A Marton home owner is demanding more than $14,000 from the Rangitikei District Council in a dispute over overgrown grass on his property.

Don McMillan last week filed a Disputes Tribunal claim against the council seeking $14,438 in compensation.

Mr McMillan is claiming the majority of that for mowing the berm outside his property between 2007 and 2014.

The dispute started last year when the council sent Mr McMillan warning letters about overgrowth on the berm and inside the property's fence.


The growth was declared a fire hazard by council and Mr McMillan was served with a notice to remove it.

Then council later sent in contractors to clear the property of overgrown vegetation and sent Mr McMillan a $939.50 bill for it.

Now Mr McMillan is claiming money for his time mowing the berm over seven years.

In his submission to the tribunal he argues the berm is council owned and therefore its responsibility to mow.

"Since 2007 I have mowed the berm out of desperation after finding the RDC failed to do so."

When he was being told by council to cut his grass he was sent photos to highlight the overgrowth. Most were of the berm, not inside his property, he said.

"Using these photos the RDC has attempted by false pretences to get me to continue mowing the berm.

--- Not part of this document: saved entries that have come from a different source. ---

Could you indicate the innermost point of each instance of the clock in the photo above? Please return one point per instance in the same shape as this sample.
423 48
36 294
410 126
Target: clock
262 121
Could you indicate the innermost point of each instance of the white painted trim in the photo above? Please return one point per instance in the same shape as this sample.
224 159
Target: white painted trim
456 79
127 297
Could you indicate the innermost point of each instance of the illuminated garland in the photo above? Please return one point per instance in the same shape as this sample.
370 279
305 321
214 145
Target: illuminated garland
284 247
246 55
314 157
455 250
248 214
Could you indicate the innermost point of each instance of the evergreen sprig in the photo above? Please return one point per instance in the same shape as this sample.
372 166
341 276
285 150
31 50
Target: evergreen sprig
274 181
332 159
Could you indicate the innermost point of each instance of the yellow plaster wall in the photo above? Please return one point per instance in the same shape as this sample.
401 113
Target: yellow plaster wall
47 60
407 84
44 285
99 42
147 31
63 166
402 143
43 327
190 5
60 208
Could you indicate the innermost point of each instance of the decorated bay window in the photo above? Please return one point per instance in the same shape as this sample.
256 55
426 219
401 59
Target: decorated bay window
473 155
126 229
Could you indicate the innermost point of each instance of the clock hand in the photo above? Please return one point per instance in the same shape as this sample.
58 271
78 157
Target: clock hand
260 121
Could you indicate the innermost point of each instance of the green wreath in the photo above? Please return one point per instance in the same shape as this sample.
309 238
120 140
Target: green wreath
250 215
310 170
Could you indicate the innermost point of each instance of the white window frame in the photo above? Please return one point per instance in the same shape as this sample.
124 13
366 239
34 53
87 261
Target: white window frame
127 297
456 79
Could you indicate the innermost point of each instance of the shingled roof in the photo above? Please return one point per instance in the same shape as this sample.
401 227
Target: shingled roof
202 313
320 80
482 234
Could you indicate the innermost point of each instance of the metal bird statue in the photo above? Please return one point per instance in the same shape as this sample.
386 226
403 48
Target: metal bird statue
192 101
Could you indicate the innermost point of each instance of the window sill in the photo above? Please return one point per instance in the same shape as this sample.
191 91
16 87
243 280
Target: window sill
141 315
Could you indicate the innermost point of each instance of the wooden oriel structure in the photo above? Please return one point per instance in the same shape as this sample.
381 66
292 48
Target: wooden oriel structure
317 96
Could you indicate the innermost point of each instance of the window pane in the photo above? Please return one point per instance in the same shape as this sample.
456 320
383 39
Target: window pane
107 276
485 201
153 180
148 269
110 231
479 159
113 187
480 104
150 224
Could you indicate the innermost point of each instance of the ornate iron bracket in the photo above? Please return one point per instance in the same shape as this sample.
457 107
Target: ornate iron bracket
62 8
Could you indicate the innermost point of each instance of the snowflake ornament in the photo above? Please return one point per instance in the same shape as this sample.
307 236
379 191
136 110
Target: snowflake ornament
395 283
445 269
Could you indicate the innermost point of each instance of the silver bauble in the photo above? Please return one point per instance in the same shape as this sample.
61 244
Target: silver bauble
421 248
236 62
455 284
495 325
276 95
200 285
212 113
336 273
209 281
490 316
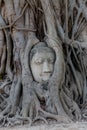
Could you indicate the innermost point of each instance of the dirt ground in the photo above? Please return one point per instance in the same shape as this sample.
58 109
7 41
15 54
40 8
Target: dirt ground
71 126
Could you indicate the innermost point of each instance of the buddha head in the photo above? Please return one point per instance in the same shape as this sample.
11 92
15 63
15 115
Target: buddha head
42 60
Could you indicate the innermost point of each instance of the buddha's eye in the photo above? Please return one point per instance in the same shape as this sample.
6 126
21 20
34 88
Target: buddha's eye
39 61
50 60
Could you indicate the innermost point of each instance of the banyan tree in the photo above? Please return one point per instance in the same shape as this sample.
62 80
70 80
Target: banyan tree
43 49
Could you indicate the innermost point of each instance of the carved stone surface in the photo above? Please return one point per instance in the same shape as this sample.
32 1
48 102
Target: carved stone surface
42 62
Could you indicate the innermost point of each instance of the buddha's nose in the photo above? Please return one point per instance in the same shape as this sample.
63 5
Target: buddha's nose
46 68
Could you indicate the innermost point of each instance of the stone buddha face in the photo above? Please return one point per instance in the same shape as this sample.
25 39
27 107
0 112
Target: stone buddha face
42 62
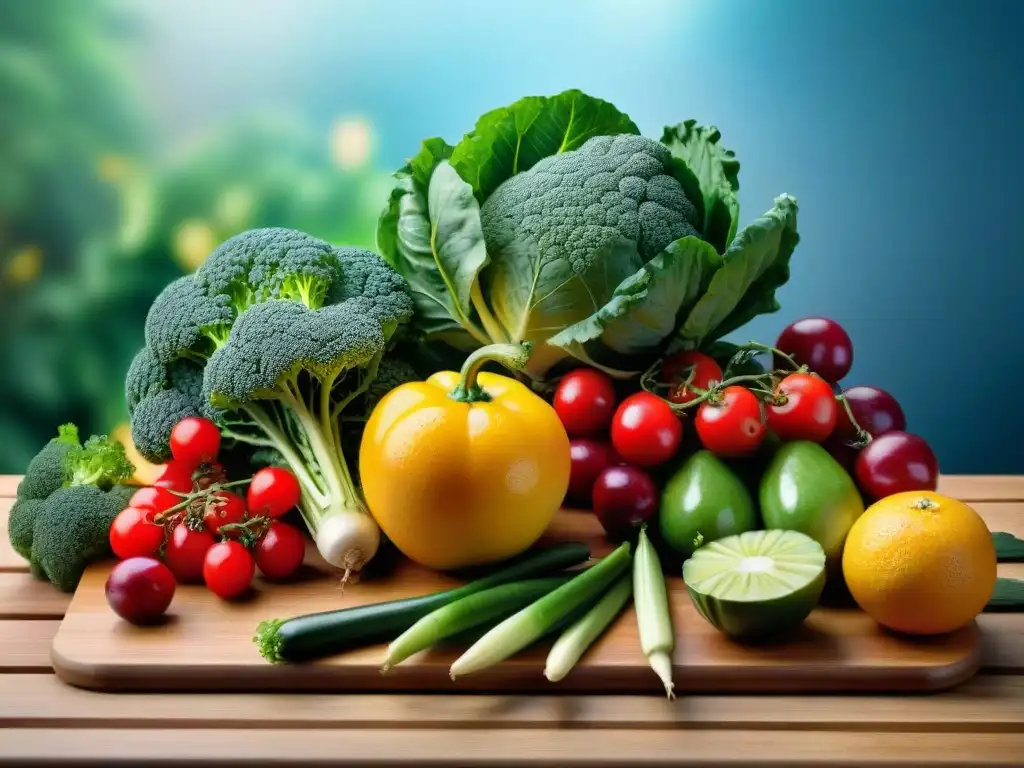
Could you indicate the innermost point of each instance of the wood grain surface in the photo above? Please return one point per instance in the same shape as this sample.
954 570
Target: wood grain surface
46 722
207 645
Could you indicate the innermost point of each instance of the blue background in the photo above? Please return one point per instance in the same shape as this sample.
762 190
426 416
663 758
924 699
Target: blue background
897 125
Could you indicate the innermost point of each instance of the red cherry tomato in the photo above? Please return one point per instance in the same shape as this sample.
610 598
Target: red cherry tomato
185 551
877 412
645 430
686 371
590 458
176 476
272 492
195 440
139 589
281 550
733 425
624 498
894 463
223 508
154 498
133 534
585 401
228 569
805 409
819 343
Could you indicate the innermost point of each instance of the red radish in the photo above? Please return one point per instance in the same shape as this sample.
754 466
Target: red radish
819 343
139 589
590 458
896 462
624 498
875 410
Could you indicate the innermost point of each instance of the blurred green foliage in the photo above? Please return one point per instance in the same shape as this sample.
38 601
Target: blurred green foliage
93 223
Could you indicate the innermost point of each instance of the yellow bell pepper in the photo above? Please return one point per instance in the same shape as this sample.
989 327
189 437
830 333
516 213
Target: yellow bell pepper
465 469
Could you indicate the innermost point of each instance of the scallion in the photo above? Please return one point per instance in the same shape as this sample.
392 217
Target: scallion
544 615
657 639
572 643
465 613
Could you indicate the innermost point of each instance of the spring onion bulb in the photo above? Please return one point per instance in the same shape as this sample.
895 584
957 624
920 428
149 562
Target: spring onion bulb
544 615
572 643
466 613
657 639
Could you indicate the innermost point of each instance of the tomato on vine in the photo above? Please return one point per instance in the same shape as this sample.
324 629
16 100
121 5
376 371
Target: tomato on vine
272 492
223 508
133 534
803 408
729 423
227 569
585 401
195 440
281 550
185 550
688 374
645 430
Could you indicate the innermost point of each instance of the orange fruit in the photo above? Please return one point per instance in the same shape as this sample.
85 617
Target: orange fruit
920 562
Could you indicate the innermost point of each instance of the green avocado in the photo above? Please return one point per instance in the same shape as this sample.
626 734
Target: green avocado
805 489
704 497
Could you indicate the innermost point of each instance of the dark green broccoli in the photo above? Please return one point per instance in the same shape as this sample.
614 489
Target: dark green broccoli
289 332
159 396
71 494
577 205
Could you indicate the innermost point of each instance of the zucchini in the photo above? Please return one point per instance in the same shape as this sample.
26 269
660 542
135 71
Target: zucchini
313 636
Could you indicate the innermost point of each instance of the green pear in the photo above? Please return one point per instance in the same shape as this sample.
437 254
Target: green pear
805 488
704 499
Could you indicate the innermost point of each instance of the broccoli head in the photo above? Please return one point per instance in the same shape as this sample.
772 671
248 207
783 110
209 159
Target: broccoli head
72 530
288 331
576 204
71 495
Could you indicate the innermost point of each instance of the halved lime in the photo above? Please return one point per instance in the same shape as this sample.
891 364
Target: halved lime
758 584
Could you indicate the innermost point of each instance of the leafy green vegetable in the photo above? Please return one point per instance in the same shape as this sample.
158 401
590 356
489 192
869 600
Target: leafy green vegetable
555 222
710 173
512 139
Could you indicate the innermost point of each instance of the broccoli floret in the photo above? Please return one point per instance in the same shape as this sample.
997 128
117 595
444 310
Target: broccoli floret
22 523
289 332
185 322
72 492
72 530
577 203
159 396
45 471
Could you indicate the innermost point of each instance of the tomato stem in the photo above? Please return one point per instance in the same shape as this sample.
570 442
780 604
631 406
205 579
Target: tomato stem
862 437
765 348
715 390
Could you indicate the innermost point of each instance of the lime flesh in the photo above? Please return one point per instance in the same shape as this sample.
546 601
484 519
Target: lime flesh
757 585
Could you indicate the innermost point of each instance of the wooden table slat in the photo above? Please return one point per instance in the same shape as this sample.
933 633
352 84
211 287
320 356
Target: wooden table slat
483 747
983 487
991 704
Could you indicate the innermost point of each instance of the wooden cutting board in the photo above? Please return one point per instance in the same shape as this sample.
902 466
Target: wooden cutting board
206 645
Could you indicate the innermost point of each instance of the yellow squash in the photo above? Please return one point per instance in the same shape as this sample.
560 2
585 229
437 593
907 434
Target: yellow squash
465 469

Mr McMillan also says the council entering his property and mowing his lawn under fire hazard regulations was an attempt to coerce him into mowing the berm.

He is also seeking compensation for plants he says were destroyed when the council contractors mowed the property.

A spokesperson said council had just learned of Mr McMillan's claim and could not comment until it had seen it.

In March a resident sent a $7000 bill to the council for 10 years of mowing the berm outside their property. Mr McMillan said it wasn't him.

Then, a council statement said: "It is a long-standing practice for residents in cities/towns/villages across New Zealand to mow the grass verge in front of their property ... as this is considered part and parcel of being a good citizen."